We aim to address the following major biomedical questions:

 

What are the causal genomic variants for genetic disorders of unknown etiology?

Advances in human genetics and genomics have uncovered causal variants for many hereditary human diseases. However, no link to causal variants has yet been identified for a significant fraction of Mendelian diseases. We explore causal genetic variants for genetics disorders with unknown etiology by investigating their genomic and transcriptomic data with a special focus on non-canonical types of variants including 1) non-coding variants, especially those associated with repetitive sequences such as transposable elements and tandem repeats, 2) genomic variants causing splicing aberrations, and 3) mosaic variants with low variant allele frequency. These types of variants cannot be detected through typical variant analyses.  We have developed effective computational methods and obtained in-depth understanding of existing tools so as to be able to study these types of variants. For example, the Tea (Transposable Element Analyzer) methods we developed to study somatic retrotransposition in cancer and single-neuronal genomes (Lee et al., Science, 2012; Evrony and Lee et al., Neuron, 2015) have been evolving to accommodate advances in genomic and computing technologies to study various genetic disorders. We have also developed a computational method to detect and predict splicing-disrupting somatic mutations, including synonymous ones (Jung et al., Nature Genetics, 2015).

 

How often do somatic mutations occur and what are their roles in developmental and degenerative disorders?

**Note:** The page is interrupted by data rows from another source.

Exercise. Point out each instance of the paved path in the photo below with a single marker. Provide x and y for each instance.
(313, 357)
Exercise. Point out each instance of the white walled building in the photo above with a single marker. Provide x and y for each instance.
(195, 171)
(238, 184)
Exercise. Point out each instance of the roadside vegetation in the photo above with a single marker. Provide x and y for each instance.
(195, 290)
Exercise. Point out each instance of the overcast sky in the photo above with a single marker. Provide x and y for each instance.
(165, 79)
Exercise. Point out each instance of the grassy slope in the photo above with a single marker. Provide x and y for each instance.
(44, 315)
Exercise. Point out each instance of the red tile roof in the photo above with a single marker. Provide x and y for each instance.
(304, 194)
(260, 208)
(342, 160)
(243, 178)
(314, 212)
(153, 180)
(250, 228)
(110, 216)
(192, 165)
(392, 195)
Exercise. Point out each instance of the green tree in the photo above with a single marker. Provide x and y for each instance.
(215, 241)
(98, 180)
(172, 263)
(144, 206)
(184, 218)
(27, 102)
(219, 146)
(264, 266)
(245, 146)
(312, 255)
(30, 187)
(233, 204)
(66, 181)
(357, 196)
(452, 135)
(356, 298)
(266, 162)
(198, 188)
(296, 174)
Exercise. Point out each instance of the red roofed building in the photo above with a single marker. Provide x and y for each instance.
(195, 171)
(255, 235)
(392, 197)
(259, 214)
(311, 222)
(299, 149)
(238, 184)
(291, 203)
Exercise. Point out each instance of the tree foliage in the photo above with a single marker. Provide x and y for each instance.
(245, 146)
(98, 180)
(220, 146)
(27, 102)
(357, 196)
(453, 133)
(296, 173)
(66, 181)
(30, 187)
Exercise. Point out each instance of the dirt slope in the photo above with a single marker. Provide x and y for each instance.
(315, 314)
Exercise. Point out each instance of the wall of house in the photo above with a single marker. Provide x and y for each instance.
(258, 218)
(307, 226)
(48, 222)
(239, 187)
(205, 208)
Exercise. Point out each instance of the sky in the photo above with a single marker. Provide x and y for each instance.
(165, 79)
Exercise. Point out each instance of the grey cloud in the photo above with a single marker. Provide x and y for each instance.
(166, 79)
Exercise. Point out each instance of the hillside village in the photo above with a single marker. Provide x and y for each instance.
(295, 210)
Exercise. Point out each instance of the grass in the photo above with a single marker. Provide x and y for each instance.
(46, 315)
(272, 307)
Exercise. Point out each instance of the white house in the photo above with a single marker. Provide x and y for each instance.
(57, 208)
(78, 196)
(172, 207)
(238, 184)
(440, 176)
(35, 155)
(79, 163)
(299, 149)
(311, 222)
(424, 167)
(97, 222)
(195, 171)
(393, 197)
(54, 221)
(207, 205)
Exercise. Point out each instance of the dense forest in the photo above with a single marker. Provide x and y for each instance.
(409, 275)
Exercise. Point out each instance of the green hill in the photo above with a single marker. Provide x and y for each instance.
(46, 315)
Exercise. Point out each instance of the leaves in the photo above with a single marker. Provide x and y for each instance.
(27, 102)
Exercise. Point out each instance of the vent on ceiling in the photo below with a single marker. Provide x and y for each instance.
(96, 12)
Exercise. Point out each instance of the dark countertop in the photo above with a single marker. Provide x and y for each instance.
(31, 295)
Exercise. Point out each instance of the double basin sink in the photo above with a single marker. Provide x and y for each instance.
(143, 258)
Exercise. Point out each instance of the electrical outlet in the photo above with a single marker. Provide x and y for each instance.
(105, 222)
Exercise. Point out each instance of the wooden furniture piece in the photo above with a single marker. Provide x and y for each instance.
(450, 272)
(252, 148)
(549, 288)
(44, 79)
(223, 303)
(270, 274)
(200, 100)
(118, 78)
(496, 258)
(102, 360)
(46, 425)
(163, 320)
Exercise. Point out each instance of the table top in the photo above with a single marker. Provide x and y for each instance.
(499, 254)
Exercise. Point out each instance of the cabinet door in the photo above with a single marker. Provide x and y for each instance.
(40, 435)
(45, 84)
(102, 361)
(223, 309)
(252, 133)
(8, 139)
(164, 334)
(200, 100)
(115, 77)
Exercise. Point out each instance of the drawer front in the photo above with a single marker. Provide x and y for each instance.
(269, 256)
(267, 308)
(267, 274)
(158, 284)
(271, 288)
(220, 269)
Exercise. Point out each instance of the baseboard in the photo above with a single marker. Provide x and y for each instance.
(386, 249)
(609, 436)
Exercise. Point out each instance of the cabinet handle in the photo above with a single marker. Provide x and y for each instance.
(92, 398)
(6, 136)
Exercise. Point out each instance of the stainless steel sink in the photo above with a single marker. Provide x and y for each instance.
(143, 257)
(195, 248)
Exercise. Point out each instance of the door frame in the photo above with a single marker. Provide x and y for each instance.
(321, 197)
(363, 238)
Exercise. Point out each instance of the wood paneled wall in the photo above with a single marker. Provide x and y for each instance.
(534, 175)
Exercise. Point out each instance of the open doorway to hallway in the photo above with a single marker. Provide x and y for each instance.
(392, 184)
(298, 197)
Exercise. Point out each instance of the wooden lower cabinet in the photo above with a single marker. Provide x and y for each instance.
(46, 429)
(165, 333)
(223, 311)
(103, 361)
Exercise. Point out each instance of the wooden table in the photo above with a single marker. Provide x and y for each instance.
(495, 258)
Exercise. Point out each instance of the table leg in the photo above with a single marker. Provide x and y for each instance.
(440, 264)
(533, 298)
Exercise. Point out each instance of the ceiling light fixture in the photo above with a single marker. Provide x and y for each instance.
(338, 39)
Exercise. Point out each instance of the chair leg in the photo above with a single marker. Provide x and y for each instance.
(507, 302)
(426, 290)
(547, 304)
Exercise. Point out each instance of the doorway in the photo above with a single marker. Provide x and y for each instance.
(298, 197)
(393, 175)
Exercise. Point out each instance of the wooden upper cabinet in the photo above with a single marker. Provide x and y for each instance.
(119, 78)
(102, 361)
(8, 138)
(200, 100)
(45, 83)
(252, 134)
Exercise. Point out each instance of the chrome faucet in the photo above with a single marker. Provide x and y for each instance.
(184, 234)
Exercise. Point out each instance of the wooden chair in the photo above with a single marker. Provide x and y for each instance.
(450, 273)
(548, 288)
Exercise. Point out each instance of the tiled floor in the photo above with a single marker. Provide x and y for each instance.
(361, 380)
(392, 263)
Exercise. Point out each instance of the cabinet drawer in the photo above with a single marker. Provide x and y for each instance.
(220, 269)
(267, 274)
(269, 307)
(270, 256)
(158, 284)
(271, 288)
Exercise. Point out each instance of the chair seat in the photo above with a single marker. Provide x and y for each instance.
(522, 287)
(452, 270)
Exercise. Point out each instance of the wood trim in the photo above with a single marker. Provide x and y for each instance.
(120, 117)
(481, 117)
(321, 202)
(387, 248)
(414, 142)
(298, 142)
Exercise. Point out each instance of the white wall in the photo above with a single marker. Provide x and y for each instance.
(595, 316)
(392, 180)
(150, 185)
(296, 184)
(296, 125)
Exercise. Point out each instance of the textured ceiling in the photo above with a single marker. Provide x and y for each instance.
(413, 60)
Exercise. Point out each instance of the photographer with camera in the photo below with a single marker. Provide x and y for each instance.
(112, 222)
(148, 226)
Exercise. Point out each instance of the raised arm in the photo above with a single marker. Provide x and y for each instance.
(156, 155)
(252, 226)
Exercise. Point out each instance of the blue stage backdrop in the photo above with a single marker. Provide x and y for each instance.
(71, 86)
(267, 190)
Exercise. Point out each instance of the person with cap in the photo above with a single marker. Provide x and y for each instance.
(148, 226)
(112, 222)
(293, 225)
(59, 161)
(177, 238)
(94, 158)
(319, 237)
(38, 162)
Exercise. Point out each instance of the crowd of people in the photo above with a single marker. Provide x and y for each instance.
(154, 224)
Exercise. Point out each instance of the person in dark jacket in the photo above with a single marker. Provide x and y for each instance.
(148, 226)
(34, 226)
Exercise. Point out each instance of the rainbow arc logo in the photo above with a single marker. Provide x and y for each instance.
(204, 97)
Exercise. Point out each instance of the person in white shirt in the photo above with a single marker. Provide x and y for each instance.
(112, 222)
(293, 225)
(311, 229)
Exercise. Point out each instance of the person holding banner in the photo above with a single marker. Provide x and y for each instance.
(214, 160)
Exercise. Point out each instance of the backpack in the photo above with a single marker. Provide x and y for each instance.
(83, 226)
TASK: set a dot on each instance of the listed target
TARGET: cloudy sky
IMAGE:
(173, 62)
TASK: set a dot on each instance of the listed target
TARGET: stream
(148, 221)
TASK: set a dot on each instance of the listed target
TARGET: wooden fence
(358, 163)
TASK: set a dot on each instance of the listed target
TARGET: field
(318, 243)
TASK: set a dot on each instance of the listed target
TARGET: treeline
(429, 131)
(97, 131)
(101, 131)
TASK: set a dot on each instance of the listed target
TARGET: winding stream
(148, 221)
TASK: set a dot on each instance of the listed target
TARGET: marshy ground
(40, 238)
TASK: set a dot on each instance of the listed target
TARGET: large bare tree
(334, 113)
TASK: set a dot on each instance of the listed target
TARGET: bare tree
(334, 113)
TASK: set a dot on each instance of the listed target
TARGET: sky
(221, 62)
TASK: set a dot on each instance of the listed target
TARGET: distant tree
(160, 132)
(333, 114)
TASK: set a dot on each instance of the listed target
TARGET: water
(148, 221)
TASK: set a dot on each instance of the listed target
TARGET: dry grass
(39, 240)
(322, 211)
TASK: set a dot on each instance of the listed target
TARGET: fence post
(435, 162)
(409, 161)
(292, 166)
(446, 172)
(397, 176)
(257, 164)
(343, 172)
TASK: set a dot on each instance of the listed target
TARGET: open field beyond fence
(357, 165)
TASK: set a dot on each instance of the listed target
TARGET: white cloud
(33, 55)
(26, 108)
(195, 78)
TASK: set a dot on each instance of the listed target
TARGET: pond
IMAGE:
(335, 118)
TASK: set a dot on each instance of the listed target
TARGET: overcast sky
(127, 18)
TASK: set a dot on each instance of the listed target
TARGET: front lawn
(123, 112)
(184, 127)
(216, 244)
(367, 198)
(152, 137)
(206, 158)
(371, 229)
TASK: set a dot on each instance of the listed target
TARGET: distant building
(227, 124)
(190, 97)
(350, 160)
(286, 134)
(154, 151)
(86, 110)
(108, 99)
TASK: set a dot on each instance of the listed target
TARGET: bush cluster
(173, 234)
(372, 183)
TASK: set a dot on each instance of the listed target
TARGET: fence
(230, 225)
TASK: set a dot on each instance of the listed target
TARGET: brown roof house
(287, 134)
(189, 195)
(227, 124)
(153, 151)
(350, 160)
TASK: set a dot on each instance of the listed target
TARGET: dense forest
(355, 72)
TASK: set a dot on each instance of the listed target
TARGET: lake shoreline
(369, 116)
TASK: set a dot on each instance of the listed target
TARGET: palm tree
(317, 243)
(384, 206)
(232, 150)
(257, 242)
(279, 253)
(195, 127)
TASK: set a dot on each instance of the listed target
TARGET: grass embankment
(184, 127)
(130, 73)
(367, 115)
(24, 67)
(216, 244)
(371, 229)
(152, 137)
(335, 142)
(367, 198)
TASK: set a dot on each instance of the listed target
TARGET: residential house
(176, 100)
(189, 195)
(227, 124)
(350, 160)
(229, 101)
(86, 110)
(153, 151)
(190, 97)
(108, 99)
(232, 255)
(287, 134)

Somatic mutations have been studied most extensively in cancer, but they also cause neurodevelopmental disorders. Our previous studies of single-neuronal genomes in postmortem human brains have revealed abundant somatic mutations, such as mobilization of transposable elments and variation in short tandem repeats, suggesting their potential role in neurological disorders. Our studies have not only demonstrated great promise of single-cell genomics for studying somatic mutation but also highlighted the importance of rigorous data analysis and computational expertise to address technical artifacts in the data. We continue to investigate somatic mutations in several neurological disorders and other conditions in close collaboration with clinical and experimental scientists.